The Quantile-Quantile Plot June 6, 2008Posted by gordonwatts in statistics.
We often need to compare two histograms for similarity – we are curious to know if the two histograms are from the same source. Perhaps the most common time this occurs for us is comparing our Monte Carlo based background model to actual data. If we didn’t get the background model right we can’t go on and look for any signal!
We often have 100′s if not in the low 1000′s of these plots to compare. And we can’t really do it by eye – that introduces a human bias. So usually we resort to various statistical methods to compare them. The most common that I’m aware of is the so-called “K-S” test (Kolmogorov-Smirnov test). This produces a single number, and the nice thing is you can sort on that number and look at the worst cases and use those to guide you finding something incorrect.
Recently, on an internal discussion list, someone proposed the so-called “q-q” plot, sort for quantile-quantile plot. The plot attached to this blog-posting is an example. There are two batches of data, #1 along the vertical axis, and #2 along the horizontal access. Lets say that in sample 2, that 20% of the data is below 475, but in sample #1 20% of the data is below 550. Now do that for every % fraction (“quantile”). You can do this at all “%”‘s to make a plot as above. If the two samples were similar you might expect the point to fall along the 45 degree line (or on both sides of it due to statistical fluctuations).
I like this a lot better than a single number – you can tell what went wrong. The only disadvantage is you can’t sort by these plots and then look start by looking for the worst agreement. I wonder if you did something like the sum of the deviation from the 45 degree line if that would order in a way similar to the KS test?
More TFractionFitter March 30, 2008Posted by gordonwatts in physics, statistics.
A very technical post on the performance of TFractionFitter.
Looking at the original Barlow and Beeston paper we found that the approximation breaks down in the case of weighted events. If you want to have some fun, change the initial normalization of the templates that you pass to TFF.
As I mentioned, we used this fit method in some of our current work. For my Friday night entertainment I decided to see if I could test it out a bit.
Constructing a few test cases, and then running them 1000′s of times (ensemble tests) isn’t all that hard (well, see below). Recall TFractionFitter takes several Monte Carlo templates and tries to find components of them in a data histogram. I constructed the templates out of two Gaussians for this test. The data histogram I built was 30% of one of the two Gaussians, and 70% of the other.

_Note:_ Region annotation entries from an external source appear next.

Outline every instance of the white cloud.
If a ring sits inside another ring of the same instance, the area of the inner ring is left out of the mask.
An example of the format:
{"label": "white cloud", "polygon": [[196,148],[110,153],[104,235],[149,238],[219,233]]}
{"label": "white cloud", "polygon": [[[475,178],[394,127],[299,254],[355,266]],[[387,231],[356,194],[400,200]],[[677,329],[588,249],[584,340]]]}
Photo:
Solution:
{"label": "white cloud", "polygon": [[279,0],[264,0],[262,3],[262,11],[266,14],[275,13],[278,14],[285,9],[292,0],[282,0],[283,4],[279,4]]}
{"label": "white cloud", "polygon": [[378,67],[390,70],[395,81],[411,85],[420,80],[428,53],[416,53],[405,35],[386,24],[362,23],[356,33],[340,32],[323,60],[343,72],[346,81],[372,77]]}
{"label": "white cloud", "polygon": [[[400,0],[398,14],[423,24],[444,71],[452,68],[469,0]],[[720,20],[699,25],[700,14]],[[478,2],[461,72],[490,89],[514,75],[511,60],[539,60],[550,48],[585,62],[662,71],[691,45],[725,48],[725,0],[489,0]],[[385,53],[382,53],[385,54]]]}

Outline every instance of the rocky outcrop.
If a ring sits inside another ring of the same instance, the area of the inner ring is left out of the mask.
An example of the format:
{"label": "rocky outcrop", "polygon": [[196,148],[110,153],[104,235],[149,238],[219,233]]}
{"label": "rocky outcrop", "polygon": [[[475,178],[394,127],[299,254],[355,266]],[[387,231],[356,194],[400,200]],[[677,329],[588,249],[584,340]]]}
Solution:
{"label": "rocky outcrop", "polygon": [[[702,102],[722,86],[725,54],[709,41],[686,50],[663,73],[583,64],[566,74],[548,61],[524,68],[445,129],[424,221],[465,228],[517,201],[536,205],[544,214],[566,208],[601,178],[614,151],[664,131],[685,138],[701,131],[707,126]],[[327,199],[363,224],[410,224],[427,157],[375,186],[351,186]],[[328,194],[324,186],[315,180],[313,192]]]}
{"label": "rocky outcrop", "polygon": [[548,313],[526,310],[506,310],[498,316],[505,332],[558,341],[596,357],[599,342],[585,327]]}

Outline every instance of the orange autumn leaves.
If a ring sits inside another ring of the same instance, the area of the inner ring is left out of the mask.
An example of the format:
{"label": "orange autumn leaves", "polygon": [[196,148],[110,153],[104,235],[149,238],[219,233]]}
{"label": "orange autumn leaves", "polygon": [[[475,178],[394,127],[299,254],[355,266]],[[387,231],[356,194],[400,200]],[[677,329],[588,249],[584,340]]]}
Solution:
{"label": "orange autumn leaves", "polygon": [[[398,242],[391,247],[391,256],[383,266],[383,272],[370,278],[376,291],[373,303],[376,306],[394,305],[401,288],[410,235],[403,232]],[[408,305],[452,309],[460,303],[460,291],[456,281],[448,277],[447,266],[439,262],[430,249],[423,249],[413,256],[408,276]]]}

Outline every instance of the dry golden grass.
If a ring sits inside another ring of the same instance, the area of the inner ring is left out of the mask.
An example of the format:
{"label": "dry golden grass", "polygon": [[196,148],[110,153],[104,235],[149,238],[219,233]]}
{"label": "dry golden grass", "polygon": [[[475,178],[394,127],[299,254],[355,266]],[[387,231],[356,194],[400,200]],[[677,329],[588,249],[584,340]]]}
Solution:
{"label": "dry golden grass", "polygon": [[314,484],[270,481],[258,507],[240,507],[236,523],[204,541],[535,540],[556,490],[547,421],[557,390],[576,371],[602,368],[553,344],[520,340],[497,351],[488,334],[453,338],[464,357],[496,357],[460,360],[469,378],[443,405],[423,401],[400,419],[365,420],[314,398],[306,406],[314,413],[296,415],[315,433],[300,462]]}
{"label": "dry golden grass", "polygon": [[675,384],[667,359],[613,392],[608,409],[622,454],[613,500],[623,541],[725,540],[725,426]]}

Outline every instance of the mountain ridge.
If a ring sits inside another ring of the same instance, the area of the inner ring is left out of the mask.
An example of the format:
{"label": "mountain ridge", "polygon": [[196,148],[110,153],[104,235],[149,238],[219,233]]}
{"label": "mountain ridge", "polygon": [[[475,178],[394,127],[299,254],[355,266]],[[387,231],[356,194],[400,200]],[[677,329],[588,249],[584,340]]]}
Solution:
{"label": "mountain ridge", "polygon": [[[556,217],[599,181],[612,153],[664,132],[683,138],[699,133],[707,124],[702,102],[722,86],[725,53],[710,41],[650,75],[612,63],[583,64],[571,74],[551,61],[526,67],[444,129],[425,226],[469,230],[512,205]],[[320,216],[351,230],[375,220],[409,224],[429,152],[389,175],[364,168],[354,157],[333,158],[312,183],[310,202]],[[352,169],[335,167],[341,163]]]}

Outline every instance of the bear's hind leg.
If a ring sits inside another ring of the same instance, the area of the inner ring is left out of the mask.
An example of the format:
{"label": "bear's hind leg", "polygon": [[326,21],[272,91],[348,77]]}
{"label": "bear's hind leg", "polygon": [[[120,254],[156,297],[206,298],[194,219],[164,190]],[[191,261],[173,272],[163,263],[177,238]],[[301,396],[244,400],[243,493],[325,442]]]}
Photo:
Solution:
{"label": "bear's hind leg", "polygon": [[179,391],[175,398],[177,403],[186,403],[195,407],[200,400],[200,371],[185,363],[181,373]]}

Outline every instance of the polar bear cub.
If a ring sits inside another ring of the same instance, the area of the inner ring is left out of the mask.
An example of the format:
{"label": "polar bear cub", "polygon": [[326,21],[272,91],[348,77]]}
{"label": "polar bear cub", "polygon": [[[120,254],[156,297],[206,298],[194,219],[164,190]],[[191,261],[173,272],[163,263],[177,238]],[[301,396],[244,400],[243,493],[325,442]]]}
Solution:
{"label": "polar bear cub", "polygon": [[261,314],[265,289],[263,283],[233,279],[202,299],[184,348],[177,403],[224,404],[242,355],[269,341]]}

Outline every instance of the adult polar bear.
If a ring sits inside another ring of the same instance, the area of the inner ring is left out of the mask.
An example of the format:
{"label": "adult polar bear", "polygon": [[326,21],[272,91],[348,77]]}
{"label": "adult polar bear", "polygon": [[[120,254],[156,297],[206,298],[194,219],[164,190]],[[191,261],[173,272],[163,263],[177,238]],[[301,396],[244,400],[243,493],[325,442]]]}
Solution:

In a simple test where I create the data histogram once, with 10,000 entries, and then re-create the template histograms over and over (about 150 times) and perform the fit each time, I found that the fitter got the fractions correct – it correctly identified the 30% and the 70%. Further, as is mentioned in the paper, if I looked at how much it got the fraction incorrect each time, it does indeed look like the errors are underestimated (the exact amount depends on how I arrange the two Gaussians).
To test the weighting as described by Mike, I altered each template’s normalization to be 50% of its initial value, but left the data histogram the same. I got the same result as before. I tried altering the number of entries in one or the other and still the same. So, thankfully, I can’t reproduce this (I was using 5.18 to do this testing).
One thing I discovered — my initial choice of Gaussians had the second Gaussian about 20% off the end of the histogram I was using. The result? TFractionFitter got the answer wrong consistently by about 5%. 5% isn’t that big a deal if you get your errors right — but it didn’t. It was almost always more than one sigma low or high (depending on which fraction you looked at) – a clear bias. The distributions we are using in our work look more like falling exponential – so I’ll have to test that out and see if that shows the same thing. This is another buyer-be-ware comment similar to Mike’s.
I used this weekend project as an excuse to put my money where my mouth is… sort of (meaning I spent time, not money!). I’ve long talked about, on this blog and other places, that if we are to really take advantage of multi-core processors we are going to have to change the way we write code. So for this little project I thought was a perfect excuse to use a new programming language — a functional programming language. I used F#, which is based on ML (OCaml is the current standard implementation of ML). If anyone is interested, I can write some (also technical like this post) posts on what it was like. I used F# instead of OCaml, in part because it has access to all the ROOT libraries due to some other work I’ve done.